You can also use the snaps at the DR site to backup the long term data to tapes and hold the tapes at that DR site. This meets the long term retention and offsite requirements. It's also removes the $$$ the company is paying for tape handling and offsite storage. In most cases they could purchase a silo to hold up to 12 months of tapes. What we would do is create a monthly batch of tapes to actually ship tape offsite for long term storage if they had a retention required for more than one year.
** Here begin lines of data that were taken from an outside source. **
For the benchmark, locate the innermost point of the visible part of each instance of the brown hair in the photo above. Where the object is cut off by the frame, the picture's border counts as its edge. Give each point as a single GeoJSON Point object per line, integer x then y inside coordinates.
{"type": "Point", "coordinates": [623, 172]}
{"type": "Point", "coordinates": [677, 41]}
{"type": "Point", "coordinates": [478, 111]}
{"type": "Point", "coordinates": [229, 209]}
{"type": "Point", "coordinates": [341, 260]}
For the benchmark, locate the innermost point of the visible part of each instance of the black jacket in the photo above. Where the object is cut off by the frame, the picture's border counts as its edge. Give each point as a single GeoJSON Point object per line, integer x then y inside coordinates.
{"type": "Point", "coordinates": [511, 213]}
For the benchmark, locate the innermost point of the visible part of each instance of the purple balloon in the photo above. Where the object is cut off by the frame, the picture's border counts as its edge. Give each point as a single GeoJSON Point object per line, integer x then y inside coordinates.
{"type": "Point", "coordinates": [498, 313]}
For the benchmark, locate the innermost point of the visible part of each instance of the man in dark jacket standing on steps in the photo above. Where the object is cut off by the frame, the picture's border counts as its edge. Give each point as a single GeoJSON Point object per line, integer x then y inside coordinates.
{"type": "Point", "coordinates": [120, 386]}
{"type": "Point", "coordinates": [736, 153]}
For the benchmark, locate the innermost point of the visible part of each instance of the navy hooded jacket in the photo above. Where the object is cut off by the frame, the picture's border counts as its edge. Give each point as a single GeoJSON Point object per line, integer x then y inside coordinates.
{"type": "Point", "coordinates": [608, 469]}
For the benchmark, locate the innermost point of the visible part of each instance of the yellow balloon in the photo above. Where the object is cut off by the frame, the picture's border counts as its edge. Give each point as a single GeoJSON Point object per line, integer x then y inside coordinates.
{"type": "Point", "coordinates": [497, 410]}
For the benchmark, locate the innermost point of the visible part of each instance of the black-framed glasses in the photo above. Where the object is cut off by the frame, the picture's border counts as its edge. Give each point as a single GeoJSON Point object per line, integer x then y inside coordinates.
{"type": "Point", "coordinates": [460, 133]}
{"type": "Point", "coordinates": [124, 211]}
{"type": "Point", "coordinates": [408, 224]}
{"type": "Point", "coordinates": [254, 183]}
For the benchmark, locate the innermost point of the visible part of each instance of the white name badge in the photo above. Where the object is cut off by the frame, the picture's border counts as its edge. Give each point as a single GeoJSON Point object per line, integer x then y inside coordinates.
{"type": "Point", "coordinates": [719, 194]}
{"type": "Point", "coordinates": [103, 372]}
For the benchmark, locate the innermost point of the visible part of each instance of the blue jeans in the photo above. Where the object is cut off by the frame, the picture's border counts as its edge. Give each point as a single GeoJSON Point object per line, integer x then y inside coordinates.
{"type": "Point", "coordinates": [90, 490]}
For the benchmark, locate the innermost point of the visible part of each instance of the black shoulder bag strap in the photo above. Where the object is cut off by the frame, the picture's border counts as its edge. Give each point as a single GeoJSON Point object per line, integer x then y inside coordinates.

Most companies are still doing daily backups and shipping data offsite daily. There is a ton data and it's expensive to pull that data back (either tape or cloud). It's always better and cheaper to hold your data internal.
Hope this helps
Thanks for the response! I am familiar with the retention policies that we need to have in place to satisfy the state and federal audits. Auditors are always fun to please. We have the policies in place for our current environment which includes a DR plan where we replicate all of our data to a DR site and then we have a tape backup solution in our production data center that we use strictly for day to day backups of user data such as home drives, shared drives, and other file servers. The challenge is writing an ambiguous policy (not procedure) for data retention that whenever you add a server or other small changes in our procedures that we don't have to go change the policy to match the procedural changes. Since we are not familiar with snapshots and how NIMBLE utilizes them for backups we are having trouble writing this policy. I was hoping someone out there perhaps had an example of what they give to auditors as their retention policies utilizing snapshots for both Disaster Recovery and/or day to day file backups using NIMBLE storage or could explain how storage based snapshots actually work so I can write my own policy. We are just behind the curve on snapshot technology and how storage based snapshots actually work. So to describe in a policy that this is how things are backed up and all critical data is essentially safe and sound in the instance of a disaster is tough to do without having a strong knowledge of how storage based snapshots work.
Any more insight into this would be appreciated.
Good work rick.
A snapshot is a exact point in time backup of everything on a single volume. You can create groups to have several volumes snap at the same time. These snaps can be mounted for recovery of the entire
Volume, or a single file. The only issues with snaps is that if you lose the primary storage array due to environment or worse, you lose the snaps too. This is no worse then if you lost the array and the tapes in the same dc, unless you didn't have offsite copies. This is why all storage vendors recommend clones of snaps to at least another array in another data center.
Snaps onsite are one of the fastest recovery methods and are great for e-discovery. They should meet all your requirement for retention guidelines.
(Sent from my iPhone, so please excuse brevity or spelling mistakes.)